I'm not entirely clear what you did here. You say you filed amended returns for 2012 - 2014, so that assumes that you filed regular tax returns for those years. (I.e. 1040 forms). If there were errors or omissions for those years, filing amended returns (the 1040X forms) was the right thing to do and there should be no problem. It's not "Quiet Disclosure" since you filed on time initially. You're simply filing a correction (i.e. the amendment). 

FBAR is something apart and separate from filing tax returns - it involves listing and disclosing your foreign bank accounts, along with the high balance for the year for which you're filing. Officially speaking, if you back file the FBARs you probably should do so for the past 6 years (or at least starting with the first year you were in the US and subject to US taxation - so 2011).

Practically speaking, the FBAR doesn't really concern itself with income, just the account balances. There's little or no evidence so far to say that "they" (Treasury Dept. in the case of the FBARs) will come after you for failure to file those back years as long as you filed correctly for 2014 and continue to do so going forward. But if it helps you sleep at night, file the back FBARs, using the "didn't know" option as your reason for filing late.

Don't however, expect any acknowledgement of your back filings (for either 1040s or FBARs). This is the classic case where "no news is good news."
Cheers,
Bev


----------



## FBAR2015 (Oct 29, 2015)

Thanks Bev for your reply. I mean to say that I filed my regular returns for year 2012-2014 using form 1040 but didn't mention my income from interest on foreign accounts. Recently I amended those returns and filed 1040x and Schedule B with back taxes along with Penalty and interest.

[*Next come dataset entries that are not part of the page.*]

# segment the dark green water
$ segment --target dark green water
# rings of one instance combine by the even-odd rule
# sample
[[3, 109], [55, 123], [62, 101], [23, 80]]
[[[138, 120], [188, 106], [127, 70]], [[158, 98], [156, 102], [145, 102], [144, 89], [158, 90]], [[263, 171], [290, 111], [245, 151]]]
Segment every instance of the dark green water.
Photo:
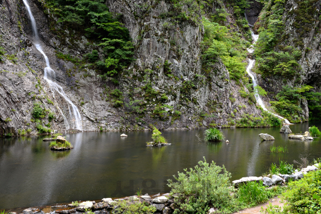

Regarding FBAR, yes I filed for 2011 - 2013 delinquent and 2014 on-time.


----------



## ForeignBody (Oct 20, 2011)

FBAR2015 said:


> Thanks Bev for your reply. I mean to say that I filed my regular returns for year 2012-2014 using form 1040 but didn't mention my income from interest on foreign accounts. Recently I amended those returns and filed 1040x and Schedule B with back taxes along with Penalty and interest.
> 
> Regarding FBAR, yes I filed for 2011 - 2013 delinquent and 2014 on-time.


It looks like everything is good. You discovered a tax error and corrected it voluntarily in the correct manner.

You have brought your FBARs up to date.

I know that some of the blog stuff is scary and theoretically the IRS has draconian powers, but your case is trivial in the scale of things. Do not worry about not hearing anything and there is absolutely no reason to think that you are under audit. The IRS does not move that quickly!


----------